Le mousse se glissa près du lit où une autre femme dormait.

- C'est génial! Ca fait ça à chaque lit! Tandis que Azraël sortit son pistolet à silex, et le pointa en direction du gouverneur, lentement il referma la porte. Le bruit faible mais sec du verrou fit dresser la tête du maitre du foyer. Un petit "pss" derrière son dos le fit se retourner. Il fut prit d'un sursaut, incapable de parler sa plume lui glissa des doigts.

- au moindre cris d'alarme tu verras ta femme mourir toi je t'éclaterai la tête! Le mousse montra un poignard qu'il glissa sur le cou de la femme où contact froid elle se réveilla et vit la bête bien innocente du jeune homme.  Inutile d'aller au balcon un de nos hommes t'attends et te tueras.  Ce petit détail Azraël ignorait qu'il était encore incorrect, après la fille des gardes s'arrêtant sous le balcon bloqués sans le savoir La Torche qui commençait à en avoir marre...

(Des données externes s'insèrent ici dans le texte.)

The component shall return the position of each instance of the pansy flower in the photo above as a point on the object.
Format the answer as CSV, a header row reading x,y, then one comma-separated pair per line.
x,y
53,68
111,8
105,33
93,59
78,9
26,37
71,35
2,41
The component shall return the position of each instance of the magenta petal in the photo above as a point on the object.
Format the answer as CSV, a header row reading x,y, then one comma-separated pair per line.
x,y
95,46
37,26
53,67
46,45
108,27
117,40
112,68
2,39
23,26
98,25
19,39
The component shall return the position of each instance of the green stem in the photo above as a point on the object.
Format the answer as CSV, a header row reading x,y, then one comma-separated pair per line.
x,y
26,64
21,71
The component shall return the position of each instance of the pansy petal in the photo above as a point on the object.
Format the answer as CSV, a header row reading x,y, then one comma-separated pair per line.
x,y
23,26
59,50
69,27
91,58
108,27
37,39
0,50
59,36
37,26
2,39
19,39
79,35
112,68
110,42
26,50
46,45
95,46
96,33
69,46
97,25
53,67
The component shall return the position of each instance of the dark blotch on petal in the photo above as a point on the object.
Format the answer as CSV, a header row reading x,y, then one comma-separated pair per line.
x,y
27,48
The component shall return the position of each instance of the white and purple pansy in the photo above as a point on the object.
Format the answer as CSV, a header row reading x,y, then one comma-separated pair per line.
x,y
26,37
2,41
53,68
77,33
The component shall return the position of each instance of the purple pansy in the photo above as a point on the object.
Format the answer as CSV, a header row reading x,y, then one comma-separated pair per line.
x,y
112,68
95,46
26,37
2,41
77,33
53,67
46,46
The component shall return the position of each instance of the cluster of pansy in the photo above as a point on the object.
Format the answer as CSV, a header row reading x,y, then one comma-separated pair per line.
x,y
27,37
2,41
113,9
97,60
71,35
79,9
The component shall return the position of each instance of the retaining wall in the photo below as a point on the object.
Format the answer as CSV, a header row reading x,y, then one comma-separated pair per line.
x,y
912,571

- Qu'est ce que vous voulez? Qui êtes vous?
- Vous devenez raisonnable répondit vincent avec un petit sourire, s'approchant de lui il s'assit sur un fauteuil confortable. Qui nous sommes ca n'a pour l'instant pas d'importance. Mais je vais vous dire ce que l'on veut. De l'aide!
- De l'aide? fit le gouverneur clignant des yeux
- De l'aide? répéta sa femme ne comprenant rien.
- De l'aide. Dit le mousse avec un petit sourire.
- Ca va les echos! la ferme! ordonna Vincent.
- Oui votre aide pour mettre fin à un problème commun!
- Et de quel ordre?
- Les pirates des bermudes Ce terme fit frissonner le gouverneur Un de mes hommes et amis a réussi à infiltrer leur équipage il va sans doute connaitre leur repaire. Mais seuls on va pas réussir à y mettre fin. Quand nous en serons plus nous voulons que vous y mettez fin!
- des hommes de ma garnison si je comprend bien, c'est ce que vous voulez.
- Oui mais sous mes ordres durant les opérations et si possible un corsaire avec un sloop ou un schooner pour leur bloquer la route.
- Quoi sous vos ordres? je ne sais même pas qui vous êtes! Je ne vais pas réduire les défenses de la ville pour y inconnu.
- et vous n'allez pas laisser des pirates agir sur votre île. Le Roi m'envoie, il est très mécontent de la situation!
- LE Roi? Le gouverneur quoi que très impressionné par cette déclaration parla sur un ton soupçonneux .
- Oui le Roi.. heu le roi voila celui sur le tableau là! Répondit Vincent en choisissant un tableau au pif.
- J'ai été promis roi on dirait...
- Morbleu c'est vous sur le portrait hé bah vous avez gonflé! Déclara Le mousse, la femme qu'il tenait sous sa lame fit un petit signe de tête pour montrer son accord avec l'affirmation peu gracieuse venant d'un rustre mais pourtant vrai.
- Bon d'accord nous sommes des mercenaires francais.
- A votre accent je le savais...
- Qu'importe nous allons mettre fin aux pirates des bermudes en échange de plus que leur récompense.
- Voila on y arrive.
- Des grâces.
- Des amnisties? pour quel crimes? qui êtes vous?
- Pour tout nos crimes passés et ceux que l'on devra faire pour tuer les pirates des bermudes! Je me présente Vincent de Haddock, Azraël. Il donna le nom de tout ses compagnons.
- Et maintenant que je sais qui vous êtes pourquoi je le ferrais. Parce que vous ne connaissez pas mon visage en effet Azraël était assis dans le noir. et que c'est moi qui tient le pistolet. Si vous ne voulez pas finir votre carrière aussi bêtement. C'est un service qui vaut bien celui que je vais vous rendre. Une bande de mercenaire libre contre des capitaines pirates armés et nombreux...


Titre: Re : le début d'une sombre affaire.
Posté par: scar le 01 Mars 2011 à 22:01:47
Les pirates venaient enfin de quitter la propriété du gouverneur, la menace que l'un des leurs était dans la chambre de leur fille prêt à l'égorger si le moindre coup de feu ou cri retentissaient dans le jardin. La torche et Thibaut rirent en imaginant la tête que ferait le gouverneur quand il trouvera sa fille dormant paisiblement.

Ils n'avaient plus qu'à attendre un signe de De Brest.